I'm pretty positive the colony is a goner, but what do I do now? Should I go through and collect any unmolested comb with honey and freeze it a week to get something out of it? Or leave it to the few hundred bees still there? Should sweep up as many of the larvae/dead bees as I can (will a shop vac work or will that just get trashed?). Then what?

I'm at a loss here for what best to do. Most of all, I feel terrible for my bees. 

Thanks - Bruce


----------



## Gardenside Beehives (Jun 8, 2011)

Sounds like it could be SHB larvae. Check this link out. There is a picture of a side-by-side comparison, 3rd down on the right. I hope this helps.

http://www.ent.uga.edu/bees/disorders/small-hive-beetle.html


----------



## Merlinspop (Nov 4, 2010)

Yeah, they do look more like SHB. Either way, this colony seems devastated.


----------



## sqkcrk (Dec 10, 2005)

What is the condition of ther comb? If you have wax moth there will be webbing all thru the combs and between them too. You'll have to get rid of the comb and clean the hive out, getting rid of as many wax worms as possible.

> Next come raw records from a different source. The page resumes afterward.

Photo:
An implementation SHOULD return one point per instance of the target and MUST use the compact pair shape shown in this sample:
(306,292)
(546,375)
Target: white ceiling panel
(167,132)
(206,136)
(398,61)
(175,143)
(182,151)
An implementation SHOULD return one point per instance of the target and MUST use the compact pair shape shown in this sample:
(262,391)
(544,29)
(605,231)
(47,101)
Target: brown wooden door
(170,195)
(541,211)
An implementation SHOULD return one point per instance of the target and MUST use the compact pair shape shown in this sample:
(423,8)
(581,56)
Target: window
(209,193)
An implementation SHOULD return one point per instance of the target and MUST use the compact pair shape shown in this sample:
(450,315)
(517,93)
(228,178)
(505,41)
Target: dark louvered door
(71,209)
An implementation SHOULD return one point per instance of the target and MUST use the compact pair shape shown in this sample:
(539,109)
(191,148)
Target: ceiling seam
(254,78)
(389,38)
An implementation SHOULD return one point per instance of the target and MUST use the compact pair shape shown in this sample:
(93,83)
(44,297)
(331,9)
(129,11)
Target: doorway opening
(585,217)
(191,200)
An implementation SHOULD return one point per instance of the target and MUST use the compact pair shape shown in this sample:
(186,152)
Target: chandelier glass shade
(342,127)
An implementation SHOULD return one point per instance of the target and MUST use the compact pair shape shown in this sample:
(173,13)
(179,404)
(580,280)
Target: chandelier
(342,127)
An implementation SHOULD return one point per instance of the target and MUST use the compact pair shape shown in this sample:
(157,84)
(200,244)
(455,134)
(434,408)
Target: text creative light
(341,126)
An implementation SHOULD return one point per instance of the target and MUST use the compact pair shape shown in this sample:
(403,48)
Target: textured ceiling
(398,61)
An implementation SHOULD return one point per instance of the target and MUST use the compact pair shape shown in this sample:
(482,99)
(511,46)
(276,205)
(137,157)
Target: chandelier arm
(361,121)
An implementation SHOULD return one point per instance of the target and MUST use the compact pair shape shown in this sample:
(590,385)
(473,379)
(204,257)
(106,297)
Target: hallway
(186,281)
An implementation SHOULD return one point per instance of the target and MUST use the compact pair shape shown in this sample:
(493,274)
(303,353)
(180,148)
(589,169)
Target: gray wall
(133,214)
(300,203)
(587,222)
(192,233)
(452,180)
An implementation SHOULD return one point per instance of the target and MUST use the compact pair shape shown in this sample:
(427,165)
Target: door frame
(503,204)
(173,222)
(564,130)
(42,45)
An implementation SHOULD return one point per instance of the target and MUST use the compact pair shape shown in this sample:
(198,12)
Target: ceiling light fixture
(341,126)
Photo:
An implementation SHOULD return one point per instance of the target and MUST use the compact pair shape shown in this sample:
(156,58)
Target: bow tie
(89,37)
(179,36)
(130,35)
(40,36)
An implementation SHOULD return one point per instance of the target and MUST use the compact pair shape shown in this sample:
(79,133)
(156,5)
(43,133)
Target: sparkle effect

But, it seems you may have SHB. Still have to do something to clean the mess out of the hive.


----------



## hpm08161947 (May 16, 2009)

If you have larvae crawling around the comb, then they have "Slimed" the comb and the bees will not come near it. Freeze the comb below 20F for 48 hours and afterward set the comb in front of a powerful fan for another 48 hours and you have a good chance of being able to reuse the comb. It least that has worked here.


----------



## Gardenside Beehives (Jun 8, 2011)

You might want to consider your hive placement. Direct sun seems to keep SHB count low for me... Just a thoguht.


----------



## Merlinspop (Nov 4, 2010)

The hive is in full sun. I guess it threw off too many swarms to keep from getting overwhelmed. There was no trace of anything amiss 3 weeks ago. But as totally swamped with them as it is, am I correct that it's a goner, or can I do anything now to help the surviving bees to fight back? No idea if they have a queen.


----------



## AmericasBeekeeper (Jan 24, 2010)

Compact the hive down as much as possible, really crowd it so they can defend themselves.


----------



## hpm08161947 (May 16, 2009)

If you are seeing larvae crawling up the comb in large numbers, the hive is a goner.


----------



## Merlinspop (Nov 4, 2010)

hpm08161947 said:


> If you are seeing larvae crawling up the comb in large numbers, the hive is a goner.


Yeah, they are *everywhere*. It's shocking how many there are.


----------



## tommyt (Aug 7, 2010)

Maybe just maybe 
act fast and shake all bees into a new hive put the hive in the same place that the infested one is 
take the infested one across the yard maybe they will recoup 
I think you lost them but it may work


----------